As the odd one out who drove the Fiero, the Y2K teenage part of me is really excited to see the Corvette finally put the engine where it belongs — behind the driver. That’s where Zora Arkus-Duntov, the “Father of the Corvette,” said it belonged, after seeing a race go poorly in 1957. For decades, he kept pushing GM to create a mid-engine Corvette, even building a number of prototypes. GM, on the other hand, wanted to take the “American” approach and refused to build it the way he wanted. Decades after he died, they finally did it.
Pushing for a mid-engine Corvette is far from Arkus-Duntov’s only contribution, though. He was an innovator, and was constantly pushing the Corvette into the future. Harley Earl invented the car, but Arkus-Duntov had mixed feelings about it that prompted him to write a letter to General Motors. This led to GM hiring him, and before long he was in charge of GM’s performance cars.
He was always after the best and the latest technology. He got rid of the anemic inline six (a traditional Chevy design), replacing it with a better V8 that he had massively improved. He had GM put fuel injection in the Corvette, long before most cars had it. Then, the car got 4-wheel disc brakes, instead of the common (but awful) drum brakes of the day. At one point, he was even pushing for a rotary-powered version of the car because it would have been faster.
He retired in 1975, but remained an influential voice in the Corvette world right up until his death in 1996. Decades later, with the introduction of the mid-engined 2020 Corvette, he was still on everybody’s mind, and was even mentioned at the reveal.
Don’t get me wrong, though — the C8 Corvette is an impressive design. GM is taking advantage of advances in metallurgy, suspension design, and computers are a big part of the whole car, from production to driving it. In many ways, it’s the pinnacle of Corvette design. With its two very tall overdrive gears on a dual-clutch transmission, it will likely even have the highest highway mileage of any Corvette thus far.

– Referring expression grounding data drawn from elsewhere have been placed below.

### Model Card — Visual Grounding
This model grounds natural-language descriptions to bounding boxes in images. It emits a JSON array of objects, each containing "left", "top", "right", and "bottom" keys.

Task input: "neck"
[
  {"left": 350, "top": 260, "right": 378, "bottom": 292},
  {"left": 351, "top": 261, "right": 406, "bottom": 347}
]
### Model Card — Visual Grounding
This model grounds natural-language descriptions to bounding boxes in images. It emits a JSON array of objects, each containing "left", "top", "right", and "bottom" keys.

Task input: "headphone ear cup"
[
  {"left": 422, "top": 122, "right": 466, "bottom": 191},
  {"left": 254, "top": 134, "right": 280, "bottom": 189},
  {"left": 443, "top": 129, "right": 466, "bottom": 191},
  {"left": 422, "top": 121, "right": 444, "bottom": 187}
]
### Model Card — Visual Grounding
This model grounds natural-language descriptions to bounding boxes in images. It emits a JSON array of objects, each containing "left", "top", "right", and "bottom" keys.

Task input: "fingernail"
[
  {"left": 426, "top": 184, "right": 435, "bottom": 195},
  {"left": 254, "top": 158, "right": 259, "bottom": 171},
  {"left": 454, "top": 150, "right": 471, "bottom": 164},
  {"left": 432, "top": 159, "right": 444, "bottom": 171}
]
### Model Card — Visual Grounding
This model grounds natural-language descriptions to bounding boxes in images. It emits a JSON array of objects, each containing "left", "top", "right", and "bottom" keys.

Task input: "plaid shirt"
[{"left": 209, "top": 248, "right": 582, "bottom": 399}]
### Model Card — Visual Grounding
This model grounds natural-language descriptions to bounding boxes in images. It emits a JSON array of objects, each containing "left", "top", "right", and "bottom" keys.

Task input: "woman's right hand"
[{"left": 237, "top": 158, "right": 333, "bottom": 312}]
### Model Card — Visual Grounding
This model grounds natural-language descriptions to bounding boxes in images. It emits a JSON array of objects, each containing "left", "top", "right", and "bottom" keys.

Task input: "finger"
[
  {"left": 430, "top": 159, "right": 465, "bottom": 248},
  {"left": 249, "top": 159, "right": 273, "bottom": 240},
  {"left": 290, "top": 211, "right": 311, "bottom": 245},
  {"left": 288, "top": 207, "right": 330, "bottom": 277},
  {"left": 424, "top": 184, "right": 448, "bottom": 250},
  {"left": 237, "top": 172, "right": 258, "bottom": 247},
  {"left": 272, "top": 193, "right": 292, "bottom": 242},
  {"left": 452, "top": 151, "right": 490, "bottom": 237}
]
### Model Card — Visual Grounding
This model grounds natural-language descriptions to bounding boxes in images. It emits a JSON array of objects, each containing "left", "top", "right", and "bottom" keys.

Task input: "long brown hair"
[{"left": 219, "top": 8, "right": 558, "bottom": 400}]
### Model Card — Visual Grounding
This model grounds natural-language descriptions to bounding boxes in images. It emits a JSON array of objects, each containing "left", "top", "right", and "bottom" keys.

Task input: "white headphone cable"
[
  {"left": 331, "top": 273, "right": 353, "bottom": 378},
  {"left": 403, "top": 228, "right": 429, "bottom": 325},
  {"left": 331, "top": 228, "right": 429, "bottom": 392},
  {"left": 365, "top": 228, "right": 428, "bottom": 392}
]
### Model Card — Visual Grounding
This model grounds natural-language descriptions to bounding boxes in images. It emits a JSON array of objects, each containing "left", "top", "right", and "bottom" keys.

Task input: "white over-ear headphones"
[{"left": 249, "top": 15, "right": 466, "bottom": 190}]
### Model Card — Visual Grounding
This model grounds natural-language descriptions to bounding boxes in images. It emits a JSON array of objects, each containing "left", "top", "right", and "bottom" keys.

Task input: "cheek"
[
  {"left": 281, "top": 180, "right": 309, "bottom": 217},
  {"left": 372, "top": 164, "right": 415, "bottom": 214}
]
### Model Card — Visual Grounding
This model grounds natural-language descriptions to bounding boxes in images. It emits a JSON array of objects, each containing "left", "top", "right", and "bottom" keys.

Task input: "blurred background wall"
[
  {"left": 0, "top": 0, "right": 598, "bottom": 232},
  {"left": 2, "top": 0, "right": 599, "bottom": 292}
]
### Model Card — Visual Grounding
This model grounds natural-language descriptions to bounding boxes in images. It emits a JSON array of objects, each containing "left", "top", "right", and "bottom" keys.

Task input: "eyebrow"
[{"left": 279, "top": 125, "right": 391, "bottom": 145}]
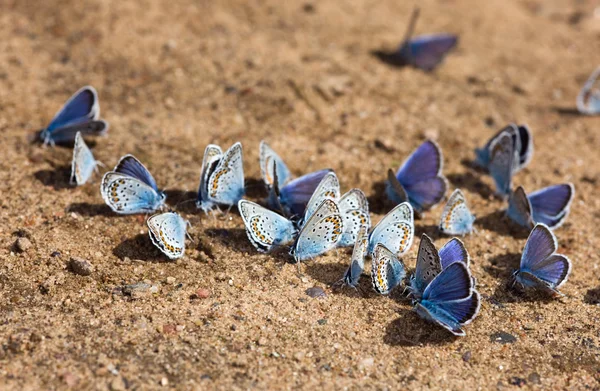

At the same time, though, I can’t help but wonder what Zora would think. He always wanted the latest for the Corvette. He wanted the car to have every advantage on the track — tradition be damned if it was getting in the way. If a new technology gave his car the advantage on the track, he wanted it, and (with the exception of a mid-engine layout) often got it.
If he had been around today, what would he think of electrification? I know many ICE (internal combustion engine) purists would assert that he’d prefer a Small Block V8 in his car, but he only wanted that because it was better than what had come before. My theory, with little to back it, is that he would probably have come up with something more like the NSX than what GM had come up with. He might have even leaned more toward what Tesla is doing with the new Roadster. Either way, I think he would have probably gone with whatever took the car around the track faster.
If anything, I think GM is probably doing what it’s always done: stick with tradition instead of embracing better things. It took decades for GM to abandon front-engine designs, but the company arrived at better things a day late and a dollar short. For the ICE purists, the car is no good because it abandoned tradition, and isn’t even available with a manual transmission. For younger people, at least those interested in electrification, it’s nothing new, or at least not new enough to be worth any interest.
There’s still time for GM to release more versions of the car with various levels of electrification. I just hope it doesn’t take decades for the Detroit giant to get the message and strive further into the future — after it’s entirely too late.